The USCCB has launched yet another one-off website, this time for Advent and Christmas, 2009. I commend their willingness to continually push tons of new data out to the Catholics in the US through these one-off websites (Health Care Reform, New Roman Missal Translation, et all), but I wonder if they are starting to consider more long-term solutions to the problem of creating mass quantities of different HTML-only websites that don't really seem to fit together or use any kind of CMS.

Some oddities in source code aside, what happens if the USCCB wants to change its logo across all these websites. Right now, it seems the title bar is the same across all the sites, which is good, but they'd still have to update a plethora (thousands upon thousands, in fact) of html / shtml pages with the updated code for a new menu, and many instances of the logo.gif file.

Everything I'm trying to do in my work, I do it with an eye not towards the end of this year, or even five years down the road.

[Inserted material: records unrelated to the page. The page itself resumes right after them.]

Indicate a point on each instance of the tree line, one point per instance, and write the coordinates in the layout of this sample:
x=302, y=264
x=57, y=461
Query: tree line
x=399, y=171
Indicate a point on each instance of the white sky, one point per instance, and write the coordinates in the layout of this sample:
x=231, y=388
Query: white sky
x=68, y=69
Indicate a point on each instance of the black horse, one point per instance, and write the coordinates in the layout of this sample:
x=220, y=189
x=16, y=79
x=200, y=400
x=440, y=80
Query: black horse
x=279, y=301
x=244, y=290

Rather, I'm hoping that the seeds I plant today, with regard to data structures and data presentation (which should always be separated!), will germinate and be able to continue to grow, expand, and flourish for at least the next 20, 50, 100 years.

So many data-intensive projects reside in individual HTML files in Church work - we need to move towards using open, accessible data formats, databases, and markup in our work, so that we can preserve and continually improve our Catholic data online in the years to come.

HTML files are fine, in my opinion, if they are the front end to a good database backend (for instance, if you're caching pages from a CMS, or if you're generating a version of the file from a database, which can be updated from the database later). Let data be data, and presentation show that data in various ways. This is the only road we can follow if we want to continue to grow on the Internet, and on the semantic web.